Do you have a source for this?

2 comments

Peopleware, Page 78, "Creative Space":

"During the 1960s, researchers at Cornell University conducted a series of tests on the effects of working with music. They polled a group of computer science students and divided the students into two groups, those who liked to have music in the background while they worked (studied) and those who did not. Then they put half of each group together in a silent room, and the other half of each group in a different room equipped with earphones and a musical selection.Participants in both rooms were given a Fortran programming problem to work out from specification. To no one's surprise, participants in the two rooms performed about the same in speed and accuracy of programming. As any kid who does his arithmetic homework with the music on knows, the part of the brain required for arithmetic and related logic is unbothered by music —there's another brain center that listens to the music.
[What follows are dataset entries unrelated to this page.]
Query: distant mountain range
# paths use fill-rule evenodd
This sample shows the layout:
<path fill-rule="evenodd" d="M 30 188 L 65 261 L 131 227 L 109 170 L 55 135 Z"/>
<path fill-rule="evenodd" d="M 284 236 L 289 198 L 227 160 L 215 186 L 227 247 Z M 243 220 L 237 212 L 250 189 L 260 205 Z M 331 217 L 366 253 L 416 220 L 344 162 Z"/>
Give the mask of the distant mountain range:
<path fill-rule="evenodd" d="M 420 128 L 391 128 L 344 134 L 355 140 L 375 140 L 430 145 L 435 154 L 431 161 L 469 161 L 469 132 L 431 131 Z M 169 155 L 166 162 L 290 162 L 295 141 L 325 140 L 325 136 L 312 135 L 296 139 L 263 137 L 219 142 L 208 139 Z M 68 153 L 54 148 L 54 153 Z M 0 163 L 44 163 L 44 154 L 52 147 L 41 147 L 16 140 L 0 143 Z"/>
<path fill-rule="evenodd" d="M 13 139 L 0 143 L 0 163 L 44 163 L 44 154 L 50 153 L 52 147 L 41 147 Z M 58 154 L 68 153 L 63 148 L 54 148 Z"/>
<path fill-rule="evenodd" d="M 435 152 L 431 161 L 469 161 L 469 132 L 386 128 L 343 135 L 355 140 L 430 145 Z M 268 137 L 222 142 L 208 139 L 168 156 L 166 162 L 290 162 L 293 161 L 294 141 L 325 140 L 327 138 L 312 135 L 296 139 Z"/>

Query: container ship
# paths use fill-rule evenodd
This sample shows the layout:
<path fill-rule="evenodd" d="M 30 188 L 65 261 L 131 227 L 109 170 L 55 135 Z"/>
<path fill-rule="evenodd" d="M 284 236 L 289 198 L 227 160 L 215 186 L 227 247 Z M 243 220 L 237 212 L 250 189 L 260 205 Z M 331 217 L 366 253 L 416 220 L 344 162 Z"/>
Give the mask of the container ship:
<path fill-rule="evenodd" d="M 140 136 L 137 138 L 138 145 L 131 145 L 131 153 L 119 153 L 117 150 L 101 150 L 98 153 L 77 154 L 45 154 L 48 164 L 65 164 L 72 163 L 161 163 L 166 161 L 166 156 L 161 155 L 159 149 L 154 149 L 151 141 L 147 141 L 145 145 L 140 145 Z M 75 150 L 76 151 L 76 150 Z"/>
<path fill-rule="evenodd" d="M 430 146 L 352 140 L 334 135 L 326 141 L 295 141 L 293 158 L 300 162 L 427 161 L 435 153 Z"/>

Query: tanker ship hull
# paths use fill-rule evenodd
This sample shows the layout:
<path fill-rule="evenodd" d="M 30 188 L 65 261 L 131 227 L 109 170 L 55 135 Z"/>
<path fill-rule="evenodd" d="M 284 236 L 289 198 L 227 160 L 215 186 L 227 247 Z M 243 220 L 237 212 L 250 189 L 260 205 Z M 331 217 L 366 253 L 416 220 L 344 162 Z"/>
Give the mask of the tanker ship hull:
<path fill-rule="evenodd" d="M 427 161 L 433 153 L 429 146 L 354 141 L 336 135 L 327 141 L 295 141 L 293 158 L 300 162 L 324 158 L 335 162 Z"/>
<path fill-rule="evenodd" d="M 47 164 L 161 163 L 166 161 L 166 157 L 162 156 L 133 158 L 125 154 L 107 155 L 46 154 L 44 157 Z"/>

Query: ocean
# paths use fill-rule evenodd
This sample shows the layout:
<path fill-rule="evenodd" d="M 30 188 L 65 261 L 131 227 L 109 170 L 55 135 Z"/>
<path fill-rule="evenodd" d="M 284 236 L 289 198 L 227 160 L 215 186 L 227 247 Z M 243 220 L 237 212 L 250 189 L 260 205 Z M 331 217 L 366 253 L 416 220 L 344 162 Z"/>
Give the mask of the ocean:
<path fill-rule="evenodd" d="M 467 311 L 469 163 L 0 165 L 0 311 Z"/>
The Cornell experiment, however, contained a hidden wild card. The specification required that an output data stream be formed through a series of manipulations on numbers in the input data stream. For example, participants had to shift each number two digits to the left and then divide by one hundred and so on, perhaps completing a dozen operations in total. Although the specification never said it, the net effect of all the operations was that each output number was necessarily equal to its input number. Some people realized this and others did not. Of those who figured it out, the overwhelming majority came from the quiet room."

(I hope this still counts as fair-use)

The whole part "Creative Space" is longer than my excerpt, so if you have access to Peopleware I recommend reading all of it.

This precise statement is easily verified (just google it). But I thought I had a source for the "listening to music hampers your creative ability" statement, and I can't seem to find it.

You could reason that if you engage the brain with something, then it cannot do another thing at the same time. So if you engage the areas responsible for creative thought processes, these areas will not be available for other tasks.

Obviously this might not be the same for everyone, I'm just cautioning people and urging everyone to do some testing.

Another example is that many people (including myself) can't dictate, for the same reasons. In my case, whenever I use dictation, I later go back and re-read what I wrote and it is always disappointing. It seems the areas of my brain that process speech are also needed to form thoughts into sentences and I just can't do both well.

No, I don't think you can reason that. The brain is engaged in so many simultaneous activities that it is nearly impossible to count or even categorize them. Our understanding of how we think is very poor, and the brain very robust. Moreover, brains and minds are so variable that exception is the rule. Talking about what works for you and making something that helps you (and may help others) is great, but framing it with dubious extrapolations is, I think, misleading.
It's a matter of practice. I've seen quadriplegics do dictation just fine. You just have to train yourself to think a different way. This may not be an efficient use of your time. (I find that I can do dictation, but it takes much more effort than typing.)